I wrote the following method to batch process a huge CSV file. The idea is to read a chunk of lines from the file into memory, then partition these chunk of lines into batches of fixed size. Once we get the partitions, send these partitions to a server (sync or async) which might take a while.
private static void BatchProcess(string filePath, int chunkSize, int batchSize)
{
List<string> chunk = new List<string>(chunkSize);
foreach (var line in File.ReadLines(filePath))
{
if (chunk.Count == chunk.Capacity)
{
// Partition each chunk into smaller chunks grouped on column 1
var partitions = chunk.GroupBy(c => c.Split(',')[0], (key, g) => g);
// Further breakdown the chunks into batch size groups
var groups = partitions.Select(x => x.Select((i, index) =>
new { i, index }).GroupBy(g => g.index / batchSize, e => e.i));
// Get batches from groups
var batches = groups.SelectMany(x => x)
.Select(y => y.Select(z => z)).ToList();
// Process all batches asynchronously
batches.AsParallel().ForAll(async b =>
{
WebClient client = new WebClient();
byte[] bytes = System.Text.Encoding.ASCII
.GetBytes(b.SelectMany(x => x).ToString());
await client.UploadDataTaskAsync("myserver.com", bytes);
});
// clear the chunk
chunk.Clear();
}
chunk.Add(line);
}
}
This piece of code doesn't seem to be very efficient because of 2 reasons.
The main thread that reads from the CSV file is blocked, till all the partitions are processed.
The AsParallel blocks till all the tasks are finished. So if there are more threads available in the thread pool to do work, I'm not using them coz the no of tasks are bound by no of partitions.
The batchSize is fixed so can't be changed but chunkSize is tuneable for performance. I can choose a large enough chunkSize, such that no of batches created are >> no of threads available in the system, but it still means that the Parallel.ForEach method blocks till all the tasks are finished.

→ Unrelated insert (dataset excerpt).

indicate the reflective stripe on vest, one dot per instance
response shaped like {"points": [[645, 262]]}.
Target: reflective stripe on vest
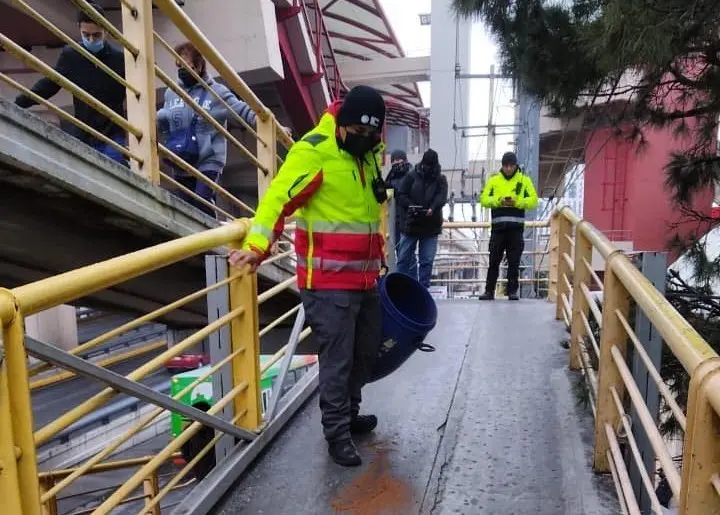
{"points": [[339, 227], [334, 265]]}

How can I change the code such that all available threads in the system are utilized to do the work w/o sitting idle. I'm thinking I could use a BlockingCollection to store the batches but not sure what capacity size to give it since no of batches are dynamic in each chunk.
Any ideas on how to use TPL to maximize thread utilization so that most available threads on the system are always doing stuff?
UPDATE: This is what I got so far using TPL dataflow. Is this correct?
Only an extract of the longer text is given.